Elle baissa les yeux, troublée. Kayak les observait, fasciné. Leur dialogue s’était transformé en joute, en confidence, en aveu. Il souriait, paternaliste.
— Jeune fille, votre esprit vif honore cet endroit plus que ces néons glauques de la ruelle. Si je pouvais, je prolongerais ce moment. Qu’en dites-vous, Nicolas ?
— J’ai appris où gisait le manteau… et j’ai trouvé ici une conversation qui m’a rappelé que j’existe.
Kayak calculait déjà. Cette serveuse aux yeux clairs venait d’ouvrir une brèche dans son patient. Une chance rare.
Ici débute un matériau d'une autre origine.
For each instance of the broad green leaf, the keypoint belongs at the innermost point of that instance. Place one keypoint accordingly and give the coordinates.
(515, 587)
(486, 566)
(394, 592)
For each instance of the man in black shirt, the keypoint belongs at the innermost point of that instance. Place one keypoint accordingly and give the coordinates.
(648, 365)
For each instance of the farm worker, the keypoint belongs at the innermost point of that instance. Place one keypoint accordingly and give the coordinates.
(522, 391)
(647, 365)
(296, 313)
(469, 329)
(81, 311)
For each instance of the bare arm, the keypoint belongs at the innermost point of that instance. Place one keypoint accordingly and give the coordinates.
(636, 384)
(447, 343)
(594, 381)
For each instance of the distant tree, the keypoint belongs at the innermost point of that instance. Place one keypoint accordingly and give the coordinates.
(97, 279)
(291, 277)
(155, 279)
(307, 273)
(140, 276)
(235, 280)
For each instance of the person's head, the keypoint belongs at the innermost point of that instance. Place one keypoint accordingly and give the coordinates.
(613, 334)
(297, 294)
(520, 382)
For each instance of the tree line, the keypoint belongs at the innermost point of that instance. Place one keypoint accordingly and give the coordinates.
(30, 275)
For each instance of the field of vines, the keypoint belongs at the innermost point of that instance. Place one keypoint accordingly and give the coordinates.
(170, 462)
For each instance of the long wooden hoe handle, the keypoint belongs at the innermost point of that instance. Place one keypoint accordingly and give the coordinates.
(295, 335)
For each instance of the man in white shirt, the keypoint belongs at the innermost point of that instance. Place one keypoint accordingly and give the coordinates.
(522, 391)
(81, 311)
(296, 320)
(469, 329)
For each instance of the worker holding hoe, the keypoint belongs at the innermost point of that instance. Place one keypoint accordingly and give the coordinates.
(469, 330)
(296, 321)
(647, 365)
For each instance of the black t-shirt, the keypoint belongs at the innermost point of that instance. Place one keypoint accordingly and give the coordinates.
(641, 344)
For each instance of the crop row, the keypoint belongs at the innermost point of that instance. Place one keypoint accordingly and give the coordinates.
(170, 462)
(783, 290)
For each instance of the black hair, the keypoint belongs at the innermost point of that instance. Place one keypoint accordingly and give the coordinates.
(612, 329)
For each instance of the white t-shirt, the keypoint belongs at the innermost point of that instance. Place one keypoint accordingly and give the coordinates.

Pourquoi ne pas l’exploiter ?
— Mademoiselle, je suis l’ami de cette famille, engagé pour remettre Nicolas sur pied. Mais d’autres obligations m’appellent. Or, en une heure, vous lui avez apporté plus de vie que moi en des semaines. Accepteriez-vous de devenir sa… compagne d’esprit, pour l’aider à retrouver goût au monde ? Au fait, il y a une statue de Sisyphe au Metropolitan Museum of art qui est à moins de cinq minutes d’ici. Peut-être pourrions-nous l’admirer ?
— Maintenant ?
— Pourquoi pas ?
— Sisyphe va devoir attendre, car je vous connais à peine et le soleil se couche à présent.
— Demain ? déclara le balafré.
Kayak insista, évoqua son salaire de misère, promit dix fois plus. Elle blêmit, mais finit par accepter. Le psychiatre tira un chèque, froid, précis, comme on tend un piège.
— Merci, murmura-t-elle. Dès demain, je poserai des congés sans solde au Crabe doré.
Nicolas Prit son smartphone et envoya un message, auquel on répondit aussitôt.
— Voilà, Anna est prévenue pour demain.
— Très bien, répondit Kayak.
Natalie fronça les sourcils.
— Qui est-ce ?
— Mademoiselle Sorbo, une amie de la famille. Elle est garde du corps, aussi fidèle que discrète. Elle ne nous a pas conduits jusqu’à vous, mais nul doute qu’elle nous observe, invisible.
Natalie mordit ses lèvres pour ne pas demander où était cette « fidèle » protectrice lorsque les Van Houttenberg avaient été agressés. Elle préféra se taire et finir son thé, avant de rentrer chez elle.
En serrant le chèque contre elle, elle sentit son cœur battre trop fort. Elle pressentit que ce pacte la mènerait vers des ombres qu’elle n’avait pas choisies.